Saturday, July 30, 2011
Guest Blog: The Uncertain Morality of Lucy Brightwing
After reading Brightwing, I could not get the character of Lucy Brightwing out of my mind. So I asked Sullivan Lee to tell me a little more about her inspiration for Lucy Brightwing. And Sullivan Lee offered to share her thoughts in a guest blog post. So I want to thank her for her time and helping me to better understand one of my favorite characters in this book.
I've known some pretty good bad-guys. And I've known some pretty bad good-guys. So very few of my characters will wear white or black hats. I enjoy a morally-ambiguous anti-hero far more than I do anyone who is simply good. (Though Eva Ibbotson's heroines are incredibly appealing, managing to be extremely good without being cloying.) What's more, those morally skewed characters are the ones I really believe in.
I've been wondering how to define a person's inherent nature. By their acts or thoughts or intentions or capabilities? If a person does bad things for a good cause, or does bad things to bad people, how do they rate against someone who does the same bad things for a bad cause, or to bad people? What about those who are perfectly capable of horrible acts, but never engage in them because their life never takes them in that direction? What about the good men who do nothing? Wicked people who are lazy?
Most of my characters play with this question – play not as teams play, with a clear winner, but as children play, back and forth, changing the rules as they go along, never quite coming to a definite conclusion, but collapsing in satisfied exhaustion in the end. I try to make my characters complex and morally challenging: good in their own way, even if their way isn't our way.
Lucy Brightwing is a prime example. She's a criminal by choice, not necessity, indulging in occasional operations for her uncle, the head of Seminole organized crime, a little bit for the money, but mostly for the fun. She steals gems from a shady jeweler who is fencing them for another thief. She roughs up people who made the choice to get involved with a crime syndicate in the first place. But she also comes to the aid of anyone who needs her, teaches prostitutes how to defend themselves, is loving and kind and fiercely loyal to what she loves.
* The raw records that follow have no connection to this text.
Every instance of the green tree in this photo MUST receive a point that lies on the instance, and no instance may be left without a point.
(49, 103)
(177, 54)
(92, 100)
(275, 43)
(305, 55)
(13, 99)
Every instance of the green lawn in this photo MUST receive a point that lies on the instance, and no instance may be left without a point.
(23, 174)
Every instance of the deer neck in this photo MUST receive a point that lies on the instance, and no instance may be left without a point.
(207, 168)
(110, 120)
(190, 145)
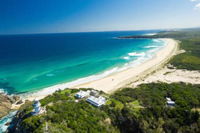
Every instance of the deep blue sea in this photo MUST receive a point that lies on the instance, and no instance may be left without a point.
(32, 62)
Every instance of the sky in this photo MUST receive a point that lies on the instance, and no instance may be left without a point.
(52, 16)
For a character like Lucy Brightwing to be convincing, she needs a strong moral compass. It's just that her magnetic north is a little different than ours! Within her own ethical code, she holds true. Many of Lucy's personal beliefs come from her Tequesta heritage – her obligation to help strangers in need, her conviction that saving someone's life makes her responsible for them forever.
And of course, culturally, she comes from a tribe that long ago certainly engaged in warfare, probably human sacrifice, possibly cannibalism...so compared with that, she's certainly a white hat!